The last time I checked, it seemed to me that to file a DR you had to
be a member of the C committee (or, more precisely, a member of one of
the national bodies who are the members of the C committee). i haven't
sufficient free time to spare for committee membership
responsibilities. I've raised this issue before on comp.std.c, with
several members of the committee listening in, but I didn't inspire
enough interest to get one of them to file a DR.

That's not quite true: the committee member most interested was one
who routinely reads into the text of the standard promises that aren't
actually present, saying that the intent was clear, and that only
someone with malicious intent could possibly interpret the words of
the standard in a way inconsistent with the "obvious" intent. He calls
this "common sense"; I call it "reading the minds of the committee
members"; either way, whether it's common sense or mind-reading
abilities; it's something I clearly lack. His interest in the issue
was strong, but only in the negative sense, so he's not likely to file
such a DR.

 

[jameskuyper]

The result is not dereferencable, so it doesn't have to point
anywhere (although it probably does).

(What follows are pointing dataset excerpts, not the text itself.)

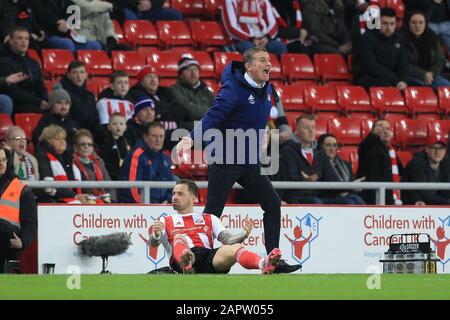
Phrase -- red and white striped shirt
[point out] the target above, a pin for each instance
(106, 107)
(199, 229)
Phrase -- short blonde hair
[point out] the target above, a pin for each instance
(83, 133)
(51, 132)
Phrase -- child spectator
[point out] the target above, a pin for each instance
(115, 146)
(115, 98)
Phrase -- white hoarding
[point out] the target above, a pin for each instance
(324, 239)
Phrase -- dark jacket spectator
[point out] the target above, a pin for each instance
(15, 13)
(83, 109)
(45, 155)
(146, 163)
(29, 95)
(420, 169)
(424, 52)
(325, 20)
(381, 60)
(191, 92)
(292, 164)
(59, 115)
(374, 163)
(113, 152)
(168, 111)
(49, 12)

It just has to hold enough
information to allow it to be converted back to the original type
on demand.

There's two problems with that interpretation. First of all, the
results of == and != on void* operands is defined in terms of what
those pointer values point at. Taking the standard's lack of
definition literally, this implies that void* values can never be
usefully compared.

The second problem has to do with the fact that the standard requires
that void* have the same representation as a pointer to a character
type. That is, the same bit pattern indicates the same location in
memory, regardless of whether it's the bit pattern of a void* or a
pointer to a character type. The standard fails to identify where the
result points when a pointer to one type is converted to a pointer to
a different type. If that were intentional, it would render the "same
representation" requirement meaningless, or at least useless.